Sarr averaged 5.5 points and 7.8 rebounds in four Summer League games and had two points, five rebounds, one assist, and two blocks in his NBA debut on 24 October. He was named December's Eastern Conference Rookie of the Month. On 15 March 2025, he recorded a career-high 34 points, six rebounds and five assists in a 126–123 win over the Denver Nuggets, becoming the youngest player in Wizards' history with a 30-plus-point game. He was named to the NBA All-Rookie First Team and finished fourth in overall Rookie of the Year voting, behind winner Stephon Castle, Zaccharie Risacher, and Jaylen Wells.

Sarr made 48 starts for Washington during the 2025–26 NBA season, recording averages of 16.3 points, 7.4 rebounds, and 2.7 assists. On 15 June 2026, Sarr underwent surgery to repair a fractured right foot incurred in an offseason workout. He was expected to be ready for the beginning of the 2026-27 season.

==National team career==
In 2021, Sarr debuted for the French junior national team and helped them win the FIBA U16 European Challengers. He helped France earn bronze at the 2022 FIBA U17 World Cup and silver at the 2023 FIBA U19 World Cup.

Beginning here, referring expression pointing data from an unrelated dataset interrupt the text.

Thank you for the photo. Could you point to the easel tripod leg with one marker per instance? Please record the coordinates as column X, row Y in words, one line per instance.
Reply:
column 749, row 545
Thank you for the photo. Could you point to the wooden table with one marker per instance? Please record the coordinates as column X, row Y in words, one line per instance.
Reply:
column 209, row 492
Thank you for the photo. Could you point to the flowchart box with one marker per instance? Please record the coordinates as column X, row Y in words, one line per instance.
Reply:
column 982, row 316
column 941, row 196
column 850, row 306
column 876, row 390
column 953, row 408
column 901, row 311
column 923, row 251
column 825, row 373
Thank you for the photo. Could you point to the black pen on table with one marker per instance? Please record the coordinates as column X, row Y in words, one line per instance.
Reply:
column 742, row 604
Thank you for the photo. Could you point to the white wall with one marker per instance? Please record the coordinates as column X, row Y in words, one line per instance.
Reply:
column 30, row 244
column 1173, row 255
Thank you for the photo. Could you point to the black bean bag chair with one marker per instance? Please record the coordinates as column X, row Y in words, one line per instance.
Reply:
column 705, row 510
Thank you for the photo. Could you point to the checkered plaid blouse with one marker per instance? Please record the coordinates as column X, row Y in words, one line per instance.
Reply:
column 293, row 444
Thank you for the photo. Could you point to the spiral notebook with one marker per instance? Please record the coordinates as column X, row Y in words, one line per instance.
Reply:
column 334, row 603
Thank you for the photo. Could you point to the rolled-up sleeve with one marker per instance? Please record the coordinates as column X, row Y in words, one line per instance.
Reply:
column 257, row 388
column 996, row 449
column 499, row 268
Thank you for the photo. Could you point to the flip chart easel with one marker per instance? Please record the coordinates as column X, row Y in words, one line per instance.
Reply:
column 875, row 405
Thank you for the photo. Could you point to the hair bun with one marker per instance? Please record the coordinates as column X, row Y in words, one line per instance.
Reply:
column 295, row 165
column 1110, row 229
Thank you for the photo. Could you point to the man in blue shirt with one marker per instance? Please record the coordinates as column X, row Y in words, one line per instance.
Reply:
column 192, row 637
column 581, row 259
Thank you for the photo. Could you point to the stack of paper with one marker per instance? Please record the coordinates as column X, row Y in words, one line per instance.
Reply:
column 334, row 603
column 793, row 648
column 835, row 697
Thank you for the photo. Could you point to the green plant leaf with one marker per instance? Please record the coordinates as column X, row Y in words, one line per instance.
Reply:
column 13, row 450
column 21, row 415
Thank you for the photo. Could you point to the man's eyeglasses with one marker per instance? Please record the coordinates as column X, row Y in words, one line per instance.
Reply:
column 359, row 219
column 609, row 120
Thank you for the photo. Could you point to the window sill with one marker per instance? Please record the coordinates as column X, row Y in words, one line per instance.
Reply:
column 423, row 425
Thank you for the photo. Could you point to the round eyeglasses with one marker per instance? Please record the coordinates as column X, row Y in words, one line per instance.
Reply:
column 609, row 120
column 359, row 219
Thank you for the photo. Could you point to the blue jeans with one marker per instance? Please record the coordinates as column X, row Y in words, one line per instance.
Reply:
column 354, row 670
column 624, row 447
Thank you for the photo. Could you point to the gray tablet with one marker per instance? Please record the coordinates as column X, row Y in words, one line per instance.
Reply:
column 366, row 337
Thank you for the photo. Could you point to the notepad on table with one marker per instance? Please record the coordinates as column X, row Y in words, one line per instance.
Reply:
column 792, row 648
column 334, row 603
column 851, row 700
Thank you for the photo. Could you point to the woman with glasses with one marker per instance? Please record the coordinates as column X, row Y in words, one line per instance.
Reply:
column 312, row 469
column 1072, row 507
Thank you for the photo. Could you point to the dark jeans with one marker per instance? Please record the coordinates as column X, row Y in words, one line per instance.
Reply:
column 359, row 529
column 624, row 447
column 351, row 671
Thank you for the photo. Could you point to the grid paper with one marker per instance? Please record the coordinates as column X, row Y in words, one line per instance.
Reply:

Sarr joined the France senior team ahead of the EuroBasket 2025. On 5 August 2025, he made his national team debut when he scored 20 points on 7-from-10 shooting to lead France to a 81–75 win over Montenegro. Sarr played in the first group phase game, but suffered an ankle injury against Slovenia, which led him to miss the rest of the tournament.

==Career statistics==

===NBA===

| Year | Team | GP | GS | MPG | FG% | 3P% | FT% | RPG | APG | SPG | BPG | PPG |
|---|---|---|---|---|---|---|---|---|---|---|---|---|
| 2024–25 | Washington | 67 | 67 | 27.1 | .394 | .308 | .679 | 6.5 | 2.4 | .7 | 1.5 | 13.0 |
| 2025–26 | Washington | 48 | 48 | 27.2 | .482 | .333 | .692 | 7.4 | 2.7 | .8 | 2.0 | 16.3 |
| Career |  | 115 | 115 | 27.1 | .433 | .316 | .685 | 6.9 | 2.5 | .7 | 1.7 | 14.4 |

===NBL===

| Year | Team | GP | GS | MPG | FG% | 3P% | FT% | RPG | APG | SPG | BPG | PPG |
|---|---|---|---|---|---|---|---|---|---|---|---|---|
| 2023–24 | Perth | 27 | 0 | 17.3 | .516 | .286 | .710 | 4.3 | .9 | .4 | 1.5 | 9.4 |

==Personal life==
Sarr is of Senegalese descent. His father Massar is a former professional basketball player from Senegal, while his older brother Olivier plays for the NBA's Cleveland Cavaliers.